A veces callamos para decir de otro modo, para hacer de otra forma, para lograr lo que solo el silencio dice, para habitar un cierto tiempo, una determinada manera de tiempo. Es un reposo, no simplemente un descanso. También, y muchas veces, sobre todo para los demás. Para ser algo diferentes, siquiera de nosotros. Para lograr aquello que no resulta fácil, y que consiste en no aburrirse de sí mismo. Para huir de esa forma que se caracteriza por oírse decir. Pero no siempre es posible.
En ocasiones se comprende que el silencio está poblado de palabras no acalladas, sino diciéndose. Pero esto es un privilegio que no a todos alcanza. Se dicen, eso sí, en silencio, que no es simplemente una forma de enmudecer. Se agudiza la necesidad de abrirse a nuevas escuchas, las que no se reducen a lo evidente. Y más parece ser una verdadera travesía, la que solo se produce por ir a otra cosa. Se trata de un cierto desplazamiento que no necesariamente supone pérdida o merma de actividad. Hay zonas y espacios de silencio que ofrecen otra fecundidad. No es sin embargo una aventura simple. En cuanto uno se descuida, se vuelve a las mismas.
En cierta medida, nos pasamos la vida yéndonos, y no siempre es fácil saber si se trata de un alejamiento o de otra forma de aproximación.
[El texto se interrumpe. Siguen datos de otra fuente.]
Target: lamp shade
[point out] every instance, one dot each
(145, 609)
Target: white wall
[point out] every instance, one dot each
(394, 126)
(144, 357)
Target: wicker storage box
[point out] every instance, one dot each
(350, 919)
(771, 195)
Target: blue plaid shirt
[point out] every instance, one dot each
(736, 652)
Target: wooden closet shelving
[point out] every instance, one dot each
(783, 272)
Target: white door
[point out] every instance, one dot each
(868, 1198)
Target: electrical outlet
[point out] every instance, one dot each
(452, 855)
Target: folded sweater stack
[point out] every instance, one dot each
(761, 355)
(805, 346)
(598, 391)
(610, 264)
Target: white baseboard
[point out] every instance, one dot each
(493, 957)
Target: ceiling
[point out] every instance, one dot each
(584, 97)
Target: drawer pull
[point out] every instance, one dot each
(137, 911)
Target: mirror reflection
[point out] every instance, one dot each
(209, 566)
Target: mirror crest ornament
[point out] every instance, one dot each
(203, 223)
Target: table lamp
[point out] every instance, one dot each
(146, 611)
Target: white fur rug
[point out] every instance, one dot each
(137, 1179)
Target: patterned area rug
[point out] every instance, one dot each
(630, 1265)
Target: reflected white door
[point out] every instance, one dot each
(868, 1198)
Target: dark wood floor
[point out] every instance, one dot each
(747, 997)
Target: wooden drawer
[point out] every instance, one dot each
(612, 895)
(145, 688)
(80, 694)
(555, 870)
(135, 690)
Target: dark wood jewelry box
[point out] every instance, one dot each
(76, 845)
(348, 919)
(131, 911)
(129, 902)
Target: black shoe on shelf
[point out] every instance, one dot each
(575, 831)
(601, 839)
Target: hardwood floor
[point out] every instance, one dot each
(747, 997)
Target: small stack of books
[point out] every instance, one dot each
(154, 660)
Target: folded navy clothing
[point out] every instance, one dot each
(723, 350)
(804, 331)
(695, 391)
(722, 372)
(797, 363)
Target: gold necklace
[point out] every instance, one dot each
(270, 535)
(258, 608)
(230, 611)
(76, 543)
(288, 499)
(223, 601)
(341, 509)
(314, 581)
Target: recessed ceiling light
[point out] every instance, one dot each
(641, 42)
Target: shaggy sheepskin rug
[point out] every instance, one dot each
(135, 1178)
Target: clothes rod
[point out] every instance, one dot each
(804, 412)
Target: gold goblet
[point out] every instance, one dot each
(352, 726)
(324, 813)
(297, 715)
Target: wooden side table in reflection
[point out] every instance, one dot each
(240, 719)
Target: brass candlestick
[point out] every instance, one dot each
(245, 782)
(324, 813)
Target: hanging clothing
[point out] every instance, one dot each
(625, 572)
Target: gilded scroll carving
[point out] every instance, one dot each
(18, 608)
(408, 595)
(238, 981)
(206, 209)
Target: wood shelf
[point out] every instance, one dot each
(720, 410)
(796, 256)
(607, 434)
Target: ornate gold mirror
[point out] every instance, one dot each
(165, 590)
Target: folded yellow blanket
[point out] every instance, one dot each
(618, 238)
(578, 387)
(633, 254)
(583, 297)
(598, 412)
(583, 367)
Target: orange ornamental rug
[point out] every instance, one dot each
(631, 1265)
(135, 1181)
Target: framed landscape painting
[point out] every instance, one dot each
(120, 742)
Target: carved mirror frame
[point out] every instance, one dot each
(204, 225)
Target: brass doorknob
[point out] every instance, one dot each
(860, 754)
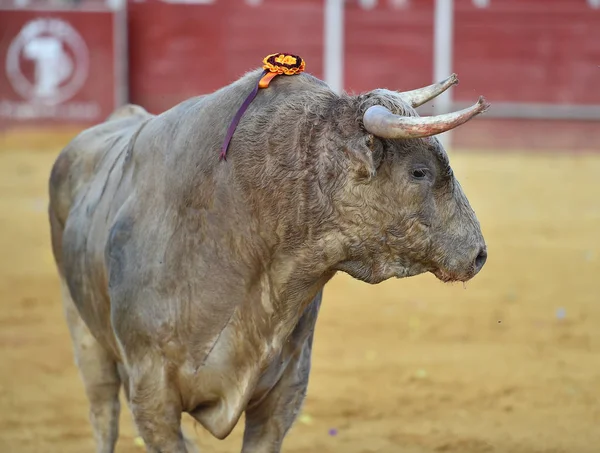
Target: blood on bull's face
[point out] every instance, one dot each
(402, 210)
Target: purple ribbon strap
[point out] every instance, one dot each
(238, 116)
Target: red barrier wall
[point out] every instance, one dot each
(389, 46)
(59, 67)
(195, 49)
(528, 51)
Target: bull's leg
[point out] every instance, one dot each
(100, 378)
(125, 379)
(268, 422)
(156, 406)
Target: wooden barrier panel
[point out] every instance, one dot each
(528, 51)
(60, 66)
(197, 48)
(388, 46)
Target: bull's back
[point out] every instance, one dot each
(81, 190)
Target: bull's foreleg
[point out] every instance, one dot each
(268, 422)
(100, 378)
(156, 406)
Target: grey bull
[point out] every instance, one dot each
(195, 283)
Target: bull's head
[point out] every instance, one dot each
(401, 207)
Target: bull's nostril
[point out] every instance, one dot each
(480, 260)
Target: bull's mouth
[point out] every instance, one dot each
(451, 277)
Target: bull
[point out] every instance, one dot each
(195, 283)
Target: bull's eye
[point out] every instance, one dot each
(419, 173)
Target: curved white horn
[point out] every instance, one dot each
(380, 122)
(422, 95)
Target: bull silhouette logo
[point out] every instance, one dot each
(47, 62)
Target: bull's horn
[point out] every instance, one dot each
(380, 122)
(422, 95)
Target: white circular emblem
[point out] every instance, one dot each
(47, 62)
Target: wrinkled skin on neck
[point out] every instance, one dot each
(373, 208)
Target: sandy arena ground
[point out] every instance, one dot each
(510, 364)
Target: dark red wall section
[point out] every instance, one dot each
(528, 51)
(388, 46)
(178, 51)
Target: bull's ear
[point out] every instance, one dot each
(365, 156)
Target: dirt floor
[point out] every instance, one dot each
(510, 364)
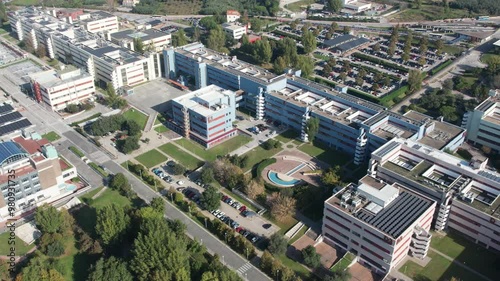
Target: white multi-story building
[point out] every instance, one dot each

Los mismos asuntos, las mismas cuestiones tal vez están requieriendo algún alivio de la presión de nuestra existencia. También necesitan airearse, esponjarse. No es una desatención, sino una forma de consideración.
No es cuestión de mirar para otro lado, de ignorar hasta qué punto somos instados por urgencias ineludibles, sino de abrir la mirada más allá del limitado horizonte de nuestra vida cotidiana. Siempre hemos de hacerlo, pero en ocasiones prácticamente se impone el quedar anclados en la suerte que parece habernos correspondido. Y entonces la reiteración y la persistente voluntad de quedar fijados en lo que ya estamos produce la ceguera que nos impide contemplar, que no nos permite comprender. No siempre cabe ir a otra cosa.